Lalaji was one of those who sowed the seeds of socialism in India. He was well acquainted with Henry Meyers, Beatrice Webb, Lansbury and others who promoted the growth of socialism in Britain. He was in the vanguard of labour organization. He founded the ‘All- India Trade Union Congress’ and was himself its president. He started an organized effort to improve the conditions of the working class. He pleaded that a part of the profits of an industry should be given to the workmen.
The people of India were in chains, and they had to be aroused. They had to be organized. Lalaji was the symbol of the power, which did this.
Lalaji : A Life of Epic Dimensions
There was hardly any Indian leader, with the exception of Gandhiji, whose public activities covered such a wide range as those of Lalaji. As Gandhiji put it, “It is impossible to think of a single public movement in which Lalaji was not to be found”.
In 1886, he was associated with the founding of the DAV College at Lahore and out of his income from a lucrative practice at the District Court in Hissar and the Chief Court at Lahore UDA Rai with Swami Vivekananda he contributed a lion’s share to it.
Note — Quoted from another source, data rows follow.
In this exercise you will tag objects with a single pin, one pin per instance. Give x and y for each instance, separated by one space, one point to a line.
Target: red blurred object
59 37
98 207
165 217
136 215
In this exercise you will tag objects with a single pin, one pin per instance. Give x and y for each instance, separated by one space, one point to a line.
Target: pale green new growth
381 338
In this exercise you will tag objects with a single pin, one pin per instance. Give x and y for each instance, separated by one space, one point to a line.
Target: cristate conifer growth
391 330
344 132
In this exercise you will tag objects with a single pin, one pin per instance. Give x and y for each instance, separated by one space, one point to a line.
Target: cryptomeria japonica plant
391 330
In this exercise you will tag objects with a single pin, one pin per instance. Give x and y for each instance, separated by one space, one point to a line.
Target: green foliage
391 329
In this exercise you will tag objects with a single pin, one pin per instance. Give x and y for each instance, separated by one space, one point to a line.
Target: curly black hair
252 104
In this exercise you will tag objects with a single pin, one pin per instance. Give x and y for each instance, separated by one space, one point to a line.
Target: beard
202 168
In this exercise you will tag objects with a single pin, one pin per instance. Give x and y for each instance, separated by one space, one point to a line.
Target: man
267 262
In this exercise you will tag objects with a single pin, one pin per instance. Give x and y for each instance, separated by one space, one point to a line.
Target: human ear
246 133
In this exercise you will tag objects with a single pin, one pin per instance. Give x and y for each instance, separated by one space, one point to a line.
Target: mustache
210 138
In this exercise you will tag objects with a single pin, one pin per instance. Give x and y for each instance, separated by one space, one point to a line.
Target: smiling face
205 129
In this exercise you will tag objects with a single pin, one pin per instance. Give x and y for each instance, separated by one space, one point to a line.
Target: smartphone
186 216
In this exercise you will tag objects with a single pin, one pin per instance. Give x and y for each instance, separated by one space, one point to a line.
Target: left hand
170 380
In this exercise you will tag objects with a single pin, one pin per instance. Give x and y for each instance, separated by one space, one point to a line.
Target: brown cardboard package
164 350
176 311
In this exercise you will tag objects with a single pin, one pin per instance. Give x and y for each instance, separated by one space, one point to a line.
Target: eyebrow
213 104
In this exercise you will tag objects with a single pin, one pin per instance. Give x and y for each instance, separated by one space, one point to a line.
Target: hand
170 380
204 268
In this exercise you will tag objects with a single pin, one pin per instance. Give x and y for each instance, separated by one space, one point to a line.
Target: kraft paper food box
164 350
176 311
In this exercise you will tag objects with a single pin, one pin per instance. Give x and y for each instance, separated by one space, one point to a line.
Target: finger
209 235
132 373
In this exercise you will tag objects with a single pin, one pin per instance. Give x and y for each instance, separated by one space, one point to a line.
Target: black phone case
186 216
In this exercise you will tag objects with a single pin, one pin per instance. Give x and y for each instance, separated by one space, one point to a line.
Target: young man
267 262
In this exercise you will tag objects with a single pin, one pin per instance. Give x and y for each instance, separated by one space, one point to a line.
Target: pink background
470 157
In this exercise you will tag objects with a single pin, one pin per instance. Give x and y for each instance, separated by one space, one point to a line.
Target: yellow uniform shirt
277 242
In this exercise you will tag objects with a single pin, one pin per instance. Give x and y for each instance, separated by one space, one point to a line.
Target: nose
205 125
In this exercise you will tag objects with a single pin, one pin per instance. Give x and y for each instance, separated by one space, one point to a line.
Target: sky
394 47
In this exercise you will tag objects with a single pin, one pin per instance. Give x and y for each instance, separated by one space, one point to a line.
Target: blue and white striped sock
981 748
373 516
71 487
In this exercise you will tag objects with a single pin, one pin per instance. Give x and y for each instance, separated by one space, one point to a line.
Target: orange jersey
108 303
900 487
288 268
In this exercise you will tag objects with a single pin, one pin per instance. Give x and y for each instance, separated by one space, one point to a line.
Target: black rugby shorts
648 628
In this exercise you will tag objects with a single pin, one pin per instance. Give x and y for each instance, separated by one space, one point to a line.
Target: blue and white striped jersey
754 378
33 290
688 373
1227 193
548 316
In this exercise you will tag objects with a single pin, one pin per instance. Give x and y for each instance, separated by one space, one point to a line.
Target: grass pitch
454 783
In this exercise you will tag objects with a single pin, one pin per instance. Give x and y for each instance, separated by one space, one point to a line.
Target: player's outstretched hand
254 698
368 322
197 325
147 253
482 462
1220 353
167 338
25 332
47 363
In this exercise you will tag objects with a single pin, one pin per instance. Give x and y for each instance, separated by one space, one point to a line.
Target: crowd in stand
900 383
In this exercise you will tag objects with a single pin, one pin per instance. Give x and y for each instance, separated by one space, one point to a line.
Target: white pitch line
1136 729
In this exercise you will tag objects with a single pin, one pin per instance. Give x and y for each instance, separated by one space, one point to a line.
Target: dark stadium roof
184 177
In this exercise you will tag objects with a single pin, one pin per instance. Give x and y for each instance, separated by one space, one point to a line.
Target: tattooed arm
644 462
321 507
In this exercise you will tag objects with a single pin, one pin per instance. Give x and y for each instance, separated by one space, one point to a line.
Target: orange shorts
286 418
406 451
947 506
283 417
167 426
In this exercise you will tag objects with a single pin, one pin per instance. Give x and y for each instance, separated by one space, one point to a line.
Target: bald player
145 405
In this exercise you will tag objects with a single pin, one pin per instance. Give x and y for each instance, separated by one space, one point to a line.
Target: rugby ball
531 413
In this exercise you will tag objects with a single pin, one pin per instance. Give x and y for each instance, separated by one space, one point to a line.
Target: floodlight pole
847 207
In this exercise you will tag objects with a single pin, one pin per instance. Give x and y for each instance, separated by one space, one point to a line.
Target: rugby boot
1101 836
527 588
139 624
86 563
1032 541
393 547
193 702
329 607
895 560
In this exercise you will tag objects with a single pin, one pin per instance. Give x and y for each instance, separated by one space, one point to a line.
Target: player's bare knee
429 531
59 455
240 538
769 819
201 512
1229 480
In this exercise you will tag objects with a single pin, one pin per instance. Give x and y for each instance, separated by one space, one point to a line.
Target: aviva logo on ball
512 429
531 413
In 1899-1900, when a dreadful famine raged in Punjab, the Central Provinces, Rajputana and the United Provinces, Lajpat Rai planned and implemented the relief work on an extensive scale.
From the very beginning, Lalaji emphasised the growth of trade and industry and wanted the Congress to hold industrial conferences during its annual sessions. He founded institutions like the Punjab National Bank and the Lakshmi Insurance Company and favoured setting up of indigenous outfits to give a boost to export by Indian traders as against the British entrepreneurs who were making huge profits in the absence of any competition.
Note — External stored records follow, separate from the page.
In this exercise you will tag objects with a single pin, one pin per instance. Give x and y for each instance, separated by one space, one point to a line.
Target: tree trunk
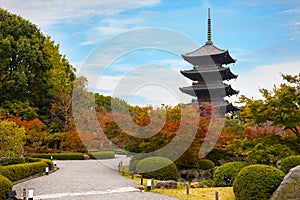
296 131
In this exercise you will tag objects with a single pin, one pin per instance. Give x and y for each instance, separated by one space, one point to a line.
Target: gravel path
88 179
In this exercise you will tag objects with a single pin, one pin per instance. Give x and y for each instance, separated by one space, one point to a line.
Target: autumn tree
11 139
281 106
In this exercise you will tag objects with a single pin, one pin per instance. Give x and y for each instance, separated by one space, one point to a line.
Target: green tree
24 63
281 106
33 71
11 139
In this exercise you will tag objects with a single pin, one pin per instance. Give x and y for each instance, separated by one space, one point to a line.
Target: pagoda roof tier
206 74
223 105
207 54
207 90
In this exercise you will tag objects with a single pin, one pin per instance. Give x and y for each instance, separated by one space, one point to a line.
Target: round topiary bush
289 162
257 182
158 168
5 186
229 169
102 155
203 164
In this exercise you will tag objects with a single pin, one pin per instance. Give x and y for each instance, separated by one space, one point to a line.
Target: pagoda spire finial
209 29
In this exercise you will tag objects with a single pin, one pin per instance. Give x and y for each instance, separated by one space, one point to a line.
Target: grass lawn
225 193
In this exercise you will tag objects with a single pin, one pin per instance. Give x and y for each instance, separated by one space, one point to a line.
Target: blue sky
263 35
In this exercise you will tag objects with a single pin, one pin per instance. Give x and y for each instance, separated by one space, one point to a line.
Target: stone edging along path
86 179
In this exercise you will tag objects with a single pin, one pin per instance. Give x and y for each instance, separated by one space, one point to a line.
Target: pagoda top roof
208 53
206 50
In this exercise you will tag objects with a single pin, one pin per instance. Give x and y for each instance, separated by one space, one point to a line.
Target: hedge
151 168
135 160
289 162
20 171
5 186
11 161
203 164
102 155
60 156
232 169
257 182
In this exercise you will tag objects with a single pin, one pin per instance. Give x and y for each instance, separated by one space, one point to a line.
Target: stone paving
88 179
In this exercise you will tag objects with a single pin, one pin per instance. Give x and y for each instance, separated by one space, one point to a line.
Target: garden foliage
289 162
151 168
257 182
229 169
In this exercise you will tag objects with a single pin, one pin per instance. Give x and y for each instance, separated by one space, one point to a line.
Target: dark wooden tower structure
209 74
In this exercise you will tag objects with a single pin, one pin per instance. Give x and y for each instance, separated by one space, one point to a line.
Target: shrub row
135 159
20 171
5 186
61 156
11 161
257 182
102 155
289 162
203 164
158 168
229 169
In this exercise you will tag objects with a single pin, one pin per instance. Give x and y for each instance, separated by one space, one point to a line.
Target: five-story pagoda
209 75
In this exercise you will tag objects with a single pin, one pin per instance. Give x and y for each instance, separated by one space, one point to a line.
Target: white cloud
46 13
154 84
250 81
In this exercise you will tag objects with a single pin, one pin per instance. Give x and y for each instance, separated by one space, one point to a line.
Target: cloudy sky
131 49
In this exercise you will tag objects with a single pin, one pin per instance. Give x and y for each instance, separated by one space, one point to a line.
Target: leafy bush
203 164
289 162
267 149
60 156
268 154
158 168
20 171
207 183
257 182
232 169
217 155
5 186
102 155
135 159
11 161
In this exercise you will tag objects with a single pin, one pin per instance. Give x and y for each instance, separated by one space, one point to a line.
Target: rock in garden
170 184
289 188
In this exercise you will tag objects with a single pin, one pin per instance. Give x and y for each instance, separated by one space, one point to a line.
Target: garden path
87 179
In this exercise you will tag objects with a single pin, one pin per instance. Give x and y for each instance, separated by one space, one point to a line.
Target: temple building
208 75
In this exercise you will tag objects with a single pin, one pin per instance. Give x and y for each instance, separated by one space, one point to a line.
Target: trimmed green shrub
207 183
5 186
11 161
232 169
135 159
203 164
289 162
158 168
102 155
217 155
20 171
257 182
61 156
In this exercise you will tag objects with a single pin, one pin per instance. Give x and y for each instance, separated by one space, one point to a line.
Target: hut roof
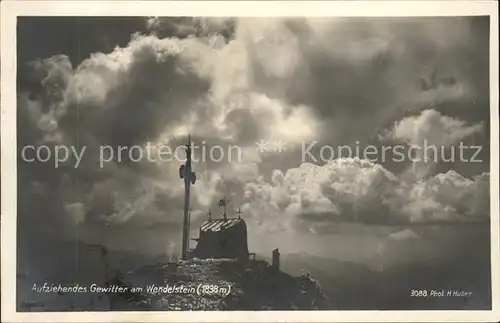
219 224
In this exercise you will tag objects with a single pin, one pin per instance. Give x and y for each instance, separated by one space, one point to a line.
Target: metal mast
189 178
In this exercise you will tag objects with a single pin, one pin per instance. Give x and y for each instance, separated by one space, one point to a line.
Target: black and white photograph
245 163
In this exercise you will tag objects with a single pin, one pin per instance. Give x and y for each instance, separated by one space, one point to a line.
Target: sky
125 81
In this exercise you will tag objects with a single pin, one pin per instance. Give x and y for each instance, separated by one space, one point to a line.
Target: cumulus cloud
350 189
432 127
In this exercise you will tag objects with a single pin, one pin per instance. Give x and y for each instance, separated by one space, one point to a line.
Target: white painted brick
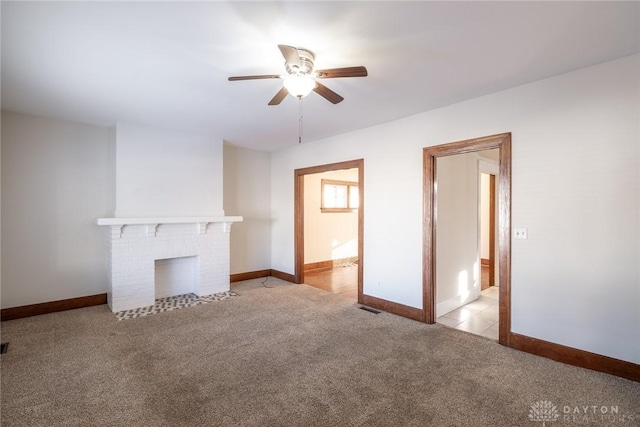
133 255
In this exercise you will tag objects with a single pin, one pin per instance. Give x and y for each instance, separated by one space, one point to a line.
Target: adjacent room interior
175 175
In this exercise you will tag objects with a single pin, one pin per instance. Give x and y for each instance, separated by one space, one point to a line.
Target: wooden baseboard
52 307
249 275
318 266
393 307
284 276
573 356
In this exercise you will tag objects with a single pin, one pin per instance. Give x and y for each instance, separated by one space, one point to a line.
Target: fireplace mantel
137 244
153 222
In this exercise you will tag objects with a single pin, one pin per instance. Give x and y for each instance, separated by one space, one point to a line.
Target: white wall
457 262
166 173
485 188
247 193
328 236
57 178
576 187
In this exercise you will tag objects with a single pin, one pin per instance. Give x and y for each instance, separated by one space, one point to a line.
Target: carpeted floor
289 355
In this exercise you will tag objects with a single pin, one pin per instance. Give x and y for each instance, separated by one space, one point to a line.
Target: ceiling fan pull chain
300 122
Lalaji was a great exponent of free and compulsory education and to inculcate patriotism and nationalism among the youth he delineated a model of national education. He established the Tilak School of Politics for the political training of students and the Servants of the People Society to enlist and train life members vowed to work selflessly for the country.
Lajpat Rai approached the communal problem in a rational and practical manner. He emphasised the need for concentrating on economic and other interests which were common to various communities rather than harping on their sectarian differences. Setting aside their communal bickerings, he said, ‘‘Their foremost passion should be to combine to fight our poverty and ignorance—the common enemies of the whole mankind”.
He said, “Since India was not exclusively Hindu, its prosperity and future depended on the reconciliation of Hinduism with the greater ‘ism’— the Indian nationalism.” In the same vein elsewhere he remarked. “India is neither Hindu nor Muslim, not even both. It is one. It is India. Let us live and die for each other, so that India may live and prosper as a nation.” He appealed both to the Hindus and Muslims to take pride in the achievements of their common heroes and saints, “If Mother India had an Ashoka, she had an Akbar too; if she had a Chaitanya, she had a Kabir also. For every Hindu hero, we can cite a Muhammadan hero.
We may be as proud of Syed Ahmed Khan as of Rammohan Roy and Dayanand.” What India needed, according to Lalaji, was more of nationalism and tolerance than orthodoxy and bigotry. To resolve the communal tangle, his prescription was to integrate the different religions as much as possible by emphasising the points on which they agreed, by eliminating non-essentials, by restricting the essential differences within the narrowest limits and finally by removing all barriers to free social intercourse between the communities.
To foster the spirit of true nationalism among the people, Lalaji did not favour in the least the idea of annihilation of all nationalities or communal identities but wanted their coming together in a free and equal association, removing all impediments that tended to create a sense of segregation, anomie and alienation among the various groups constituting the nation.